About the Guest Lecture
Mobile technologies are increasingly being used to deliver health and behavior change-related (mHealth) interventions. By combining opportunities for real-time, in situ intervention delivery with (frequently passive) streams of intensive data collection, researchers are now able to develop and optimize just-in-time adaptive interventions (JITAIs). JITAIs are mHealth interventions that use decision rules to deliver the right intervention components at the right times and locations to optimally support individuals’ health behaviors over the long-term.

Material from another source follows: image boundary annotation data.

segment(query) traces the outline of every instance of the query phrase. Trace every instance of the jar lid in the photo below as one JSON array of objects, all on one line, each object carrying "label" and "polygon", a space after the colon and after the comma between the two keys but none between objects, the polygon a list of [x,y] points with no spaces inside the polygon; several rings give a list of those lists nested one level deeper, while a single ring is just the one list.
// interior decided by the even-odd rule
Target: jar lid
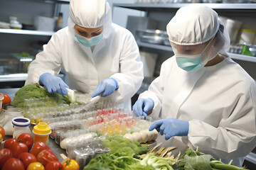
[{"label": "jar lid", "polygon": [[39,123],[35,125],[33,132],[37,134],[48,134],[50,132],[50,127],[46,123]]},{"label": "jar lid", "polygon": [[26,118],[18,117],[11,120],[14,125],[18,127],[26,127],[30,125],[30,120]]},{"label": "jar lid", "polygon": [[3,100],[3,99],[4,99],[4,94],[0,94],[0,100]]}]

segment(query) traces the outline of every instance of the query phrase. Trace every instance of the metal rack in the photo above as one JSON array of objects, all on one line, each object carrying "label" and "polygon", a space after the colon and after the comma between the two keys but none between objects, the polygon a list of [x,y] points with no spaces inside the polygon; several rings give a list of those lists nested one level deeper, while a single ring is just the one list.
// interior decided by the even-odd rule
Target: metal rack
[{"label": "metal rack", "polygon": [[41,30],[17,30],[17,29],[4,29],[0,28],[0,33],[10,34],[23,34],[33,35],[51,36],[54,32],[41,31]]},{"label": "metal rack", "polygon": [[[191,4],[113,4],[113,6],[132,8],[141,11],[178,9]],[[215,10],[235,10],[248,11],[255,10],[256,4],[203,4]]]},{"label": "metal rack", "polygon": [[[139,47],[156,49],[156,50],[164,50],[168,52],[173,52],[171,46],[163,45],[154,45],[154,44],[150,44],[139,41],[137,41],[137,44]],[[256,57],[251,57],[251,56],[242,55],[230,53],[230,52],[228,52],[228,54],[229,56],[230,56],[232,59],[256,63]]]}]

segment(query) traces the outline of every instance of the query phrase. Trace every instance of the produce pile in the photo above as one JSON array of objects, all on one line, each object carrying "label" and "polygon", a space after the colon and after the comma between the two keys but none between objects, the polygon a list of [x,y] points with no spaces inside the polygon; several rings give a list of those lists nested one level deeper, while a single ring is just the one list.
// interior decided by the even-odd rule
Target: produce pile
[{"label": "produce pile", "polygon": [[149,154],[143,159],[139,155],[146,154],[149,149],[142,147],[139,142],[123,138],[120,135],[106,137],[104,144],[110,152],[97,154],[84,170],[89,169],[173,169],[174,160]]},{"label": "produce pile", "polygon": [[72,169],[79,170],[75,160],[67,159],[61,164],[46,144],[33,143],[30,133],[22,133],[17,139],[8,139],[0,149],[1,170],[68,170],[70,166]]},{"label": "produce pile", "polygon": [[11,104],[17,108],[23,108],[25,99],[48,98],[48,102],[44,103],[44,107],[50,108],[60,104],[70,104],[67,96],[57,94],[49,94],[47,90],[40,87],[38,84],[29,84],[21,87],[15,93]]}]

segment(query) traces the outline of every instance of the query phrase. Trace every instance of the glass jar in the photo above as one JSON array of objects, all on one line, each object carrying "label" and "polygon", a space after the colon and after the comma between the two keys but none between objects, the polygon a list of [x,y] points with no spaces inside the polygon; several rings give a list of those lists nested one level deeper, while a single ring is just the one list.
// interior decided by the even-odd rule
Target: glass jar
[{"label": "glass jar", "polygon": [[31,132],[29,129],[31,125],[30,120],[23,117],[14,118],[12,119],[12,124],[14,125],[13,138],[18,138],[22,133],[30,133]]}]

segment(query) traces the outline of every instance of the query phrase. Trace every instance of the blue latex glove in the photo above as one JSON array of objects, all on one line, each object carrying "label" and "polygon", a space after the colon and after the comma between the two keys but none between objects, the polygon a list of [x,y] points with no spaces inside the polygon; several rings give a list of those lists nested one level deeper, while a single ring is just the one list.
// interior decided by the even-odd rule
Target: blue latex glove
[{"label": "blue latex glove", "polygon": [[165,135],[166,140],[173,136],[186,136],[188,133],[189,123],[175,118],[166,118],[154,121],[149,130],[156,129],[160,135]]},{"label": "blue latex glove", "polygon": [[101,81],[97,86],[96,90],[92,94],[92,97],[95,97],[100,94],[101,96],[107,96],[118,89],[117,81],[113,78],[108,78]]},{"label": "blue latex glove", "polygon": [[60,77],[53,76],[50,73],[44,73],[40,76],[39,81],[46,87],[50,94],[59,94],[62,96],[67,94],[66,88],[69,86]]},{"label": "blue latex glove", "polygon": [[139,98],[132,106],[132,110],[136,113],[137,116],[147,116],[146,112],[149,111],[154,107],[154,101],[150,98]]}]

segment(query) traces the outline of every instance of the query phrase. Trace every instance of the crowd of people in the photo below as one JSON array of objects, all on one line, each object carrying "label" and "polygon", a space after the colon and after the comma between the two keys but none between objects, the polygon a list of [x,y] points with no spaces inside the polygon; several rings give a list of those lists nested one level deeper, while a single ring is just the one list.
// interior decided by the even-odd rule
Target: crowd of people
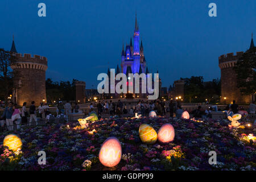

This talk will describe the key elements of a JITAI, and also present one experimental design method for optimizing JITAIs, the microrandomized trial (MRT). In MRTs, participants are sequentially randomized to receive intervention components at multiple decision points throughout study conduct, with the result that each participant may be randomized hundreds or thousands of times over the course of a study. As such, MRTs enable modeling of causal treatment effects and time-varying effect moderation for individual intervention components on proximal outcomes of interest within a JITAI. Examples and results from the six-week HeartSteps study, an MRT designed to inform a JITAI for increasing physical activity, will be used to illustrate MRT design, analyses and potential further work relevant to JITAI optimization.